La commission émet un avis défavorable à l'amendement n° 85.

Article 11 bis

Debut de section - PermalienPhoto de Gérard Cornu

Nous avons là deux amendements identiques, le 35 et 62, qui visent à supprimer l'article 11 bis. Cet article, qui a été inséré par la commission spéciale à l'Assemblée nationale, vise à autoriser, par dérogation, le convoyage par motoneige de la clientèle des restaurants d'altitude. Notre commission a adopté cet article avec une modification de coordination, pour quelques raisons simples. Nos stations de ski sont en concurrence avec des stations étrangères, dans lesquelles ce convoyage est autorisé (plus de 400 stations sont concernées, principalement dans les Alpes), ce qui pèse donc sur leur attractivité et donc sur leur compétitivité économique. Par ailleurs, le service nocturne de ces établissements représente une part importante de leur chiffre d'affaires : jusqu'à 45 % d'après les chiffres communiqués par le Gouvernement. Enfin, cette mesure serait une mesure favorable à l'activité et à l'emploi dans les stations.

En revanche, et c'est bien l'inquiétude qui est exprimée par ces amendements, cette dérogation devra être strictement encadrée par le décret prévu. L'impact environnemental de cette dérogation devra être pris en compte. Et aussi l'impératif de sécurité. Le Gouvernement nous a déjà indiqué que le décret prévoirait notamment que les motoneiges ne pourraient pas circuler dans les zones de réserve naturelle, ni hors des pistes déjà utilisées par les dameuses.
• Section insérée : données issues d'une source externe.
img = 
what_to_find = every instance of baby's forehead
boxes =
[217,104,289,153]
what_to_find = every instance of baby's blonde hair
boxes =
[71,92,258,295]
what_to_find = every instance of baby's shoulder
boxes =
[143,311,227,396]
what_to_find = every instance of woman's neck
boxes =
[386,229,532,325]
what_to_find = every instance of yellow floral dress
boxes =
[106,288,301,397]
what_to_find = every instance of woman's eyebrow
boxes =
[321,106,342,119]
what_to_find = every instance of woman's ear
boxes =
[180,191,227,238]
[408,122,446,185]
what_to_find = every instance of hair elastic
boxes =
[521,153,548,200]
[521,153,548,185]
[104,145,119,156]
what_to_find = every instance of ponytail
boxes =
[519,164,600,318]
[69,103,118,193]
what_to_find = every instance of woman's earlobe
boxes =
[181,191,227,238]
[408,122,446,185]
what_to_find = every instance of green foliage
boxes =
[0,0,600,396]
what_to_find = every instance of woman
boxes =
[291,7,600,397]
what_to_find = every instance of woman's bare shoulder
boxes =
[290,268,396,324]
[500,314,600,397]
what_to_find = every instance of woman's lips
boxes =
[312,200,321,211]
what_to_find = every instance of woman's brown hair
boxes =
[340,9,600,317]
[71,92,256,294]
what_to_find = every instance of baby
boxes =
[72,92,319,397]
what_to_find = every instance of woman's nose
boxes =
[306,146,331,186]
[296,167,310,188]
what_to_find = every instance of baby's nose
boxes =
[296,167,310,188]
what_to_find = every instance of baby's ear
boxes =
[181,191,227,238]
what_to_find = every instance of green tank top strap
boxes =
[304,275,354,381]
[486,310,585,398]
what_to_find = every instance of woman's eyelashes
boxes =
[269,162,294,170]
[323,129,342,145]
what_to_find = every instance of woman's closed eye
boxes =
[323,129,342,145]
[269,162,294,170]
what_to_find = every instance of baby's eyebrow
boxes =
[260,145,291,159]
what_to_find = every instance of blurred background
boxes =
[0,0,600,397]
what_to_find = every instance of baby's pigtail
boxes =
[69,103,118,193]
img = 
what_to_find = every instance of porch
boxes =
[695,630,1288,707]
C'est pourquoi je vous proposerai d'émettre un avis défavorable à cet amendement. Je souhaite néanmoins que le Gouvernement soit plus spécifique sur les précautions qui seront prises dans la mise en oeuvre de cet article.

Debut de section - PermalienPhoto de Ronan Dantec

Où est l'étude d'impact environnemental de cette mesure ? Il s'agit d'une fausse simplification. Évidemment, la tendance aujourd'hui est à considérer que seule compte l'économie et que l'écologie passe par pertes et profits. Je pense que cette mesure va conduire à une augmentation du contentieux. Les associations veilleront à ce que l'exercice encadré de cette nouvelle possibilité soit respecté et déposeront des recours. Pour les mêmes raisons que le rapporteur avançait à l'amendement précédent, je trouve que l'introduction de cet article à l'Assemblée nationale est extrêmement légère. Je donnerai un avis favorable à ces amendements.
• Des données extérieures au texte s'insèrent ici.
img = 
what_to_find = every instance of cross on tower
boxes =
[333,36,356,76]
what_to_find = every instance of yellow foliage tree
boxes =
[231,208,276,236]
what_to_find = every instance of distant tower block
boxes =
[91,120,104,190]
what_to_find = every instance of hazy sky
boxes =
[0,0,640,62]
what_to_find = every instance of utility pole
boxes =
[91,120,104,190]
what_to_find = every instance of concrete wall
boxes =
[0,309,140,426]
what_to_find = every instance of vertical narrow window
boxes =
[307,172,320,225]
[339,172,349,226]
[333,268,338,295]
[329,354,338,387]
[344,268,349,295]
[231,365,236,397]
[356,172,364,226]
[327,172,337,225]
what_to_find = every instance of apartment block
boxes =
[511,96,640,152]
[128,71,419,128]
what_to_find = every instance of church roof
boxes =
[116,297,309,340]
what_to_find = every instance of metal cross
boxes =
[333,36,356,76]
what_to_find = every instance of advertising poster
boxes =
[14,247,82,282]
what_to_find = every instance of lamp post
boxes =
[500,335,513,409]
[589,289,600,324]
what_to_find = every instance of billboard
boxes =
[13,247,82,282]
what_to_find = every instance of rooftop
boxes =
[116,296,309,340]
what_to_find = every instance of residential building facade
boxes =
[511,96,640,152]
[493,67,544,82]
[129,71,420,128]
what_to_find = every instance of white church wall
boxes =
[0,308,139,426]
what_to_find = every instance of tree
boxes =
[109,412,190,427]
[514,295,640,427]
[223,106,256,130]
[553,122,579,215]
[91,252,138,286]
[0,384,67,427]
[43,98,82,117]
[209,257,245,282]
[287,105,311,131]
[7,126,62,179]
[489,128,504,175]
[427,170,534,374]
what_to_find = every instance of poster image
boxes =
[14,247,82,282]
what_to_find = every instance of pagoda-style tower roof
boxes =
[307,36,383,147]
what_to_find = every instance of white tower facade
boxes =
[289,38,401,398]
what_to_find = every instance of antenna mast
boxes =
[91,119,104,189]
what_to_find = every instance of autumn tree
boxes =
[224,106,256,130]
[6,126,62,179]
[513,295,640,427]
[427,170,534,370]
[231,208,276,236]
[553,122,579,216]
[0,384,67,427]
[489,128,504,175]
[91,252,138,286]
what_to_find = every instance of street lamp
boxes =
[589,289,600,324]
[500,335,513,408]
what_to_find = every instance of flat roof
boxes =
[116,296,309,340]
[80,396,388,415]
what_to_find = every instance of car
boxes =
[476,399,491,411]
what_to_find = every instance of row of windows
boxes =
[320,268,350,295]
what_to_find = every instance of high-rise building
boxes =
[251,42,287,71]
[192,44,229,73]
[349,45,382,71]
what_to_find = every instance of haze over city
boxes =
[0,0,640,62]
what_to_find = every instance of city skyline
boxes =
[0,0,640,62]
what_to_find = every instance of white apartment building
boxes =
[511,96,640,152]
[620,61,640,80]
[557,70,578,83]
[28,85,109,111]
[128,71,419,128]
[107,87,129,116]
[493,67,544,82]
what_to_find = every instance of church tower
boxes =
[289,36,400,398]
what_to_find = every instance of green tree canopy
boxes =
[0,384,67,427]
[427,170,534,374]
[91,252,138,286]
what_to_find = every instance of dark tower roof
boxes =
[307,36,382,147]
Debut de section - PermalienPhoto de Gérard Miquel

Je rejoins tout à fait l'analyse du rapporteur sur ce sujet. Nous ne pouvons pas pénaliser nos entreprises par rapport à celles qui travaillent dans des conditions similaires dans les pays voisins. Quant à la faune sauvage, on en a partout. Pourquoi ne pas interdire aussi la circulation automobile dans ces conditions ?
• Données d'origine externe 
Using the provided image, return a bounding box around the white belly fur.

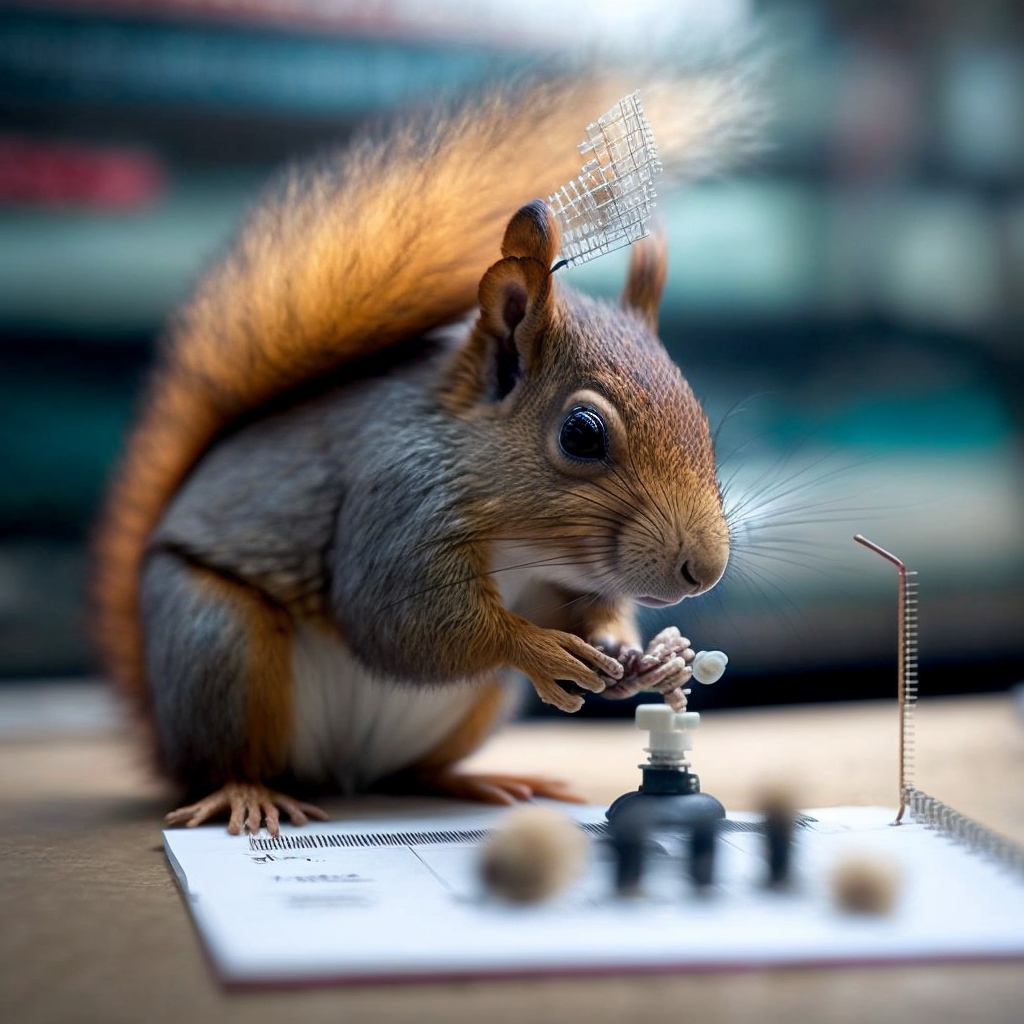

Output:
[292,626,475,794]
Debut de section - PermalienPhoto de Pierre Médevielle

Je pense aussi que cet article posera des problèmes certains. Je suis aussi élu de montagne. L'utilisation de ces motoneiges la nuit va poser des problèmes de circulation sur les pistes réservées aux dameuses, aux heures où le trafic est le plus important. Cela posera aussi des problèmes en termes d'environnement. D'un point de vue économique enfin, je ne vois pas où est la difficulté : les repas servis dans les restaurants d'altitude ne seront pas servis dans les stations. Cela créera un désordre certain avec les associations de protection de la nature, y compris hors des parcs naturels régionaux. Évitons à tout prix ce surplus de fonctionnement sur les pistes nocturnes.

Debut de section - PermalienPhoto de Gérard Cornu

Je précise que l'article ne prévoit que le convoyage des clients par motoneige.

- Présidence de M. Hervé Maurey, président - 

La commission émet un avis défavorable aux amendements n° 36 et 62.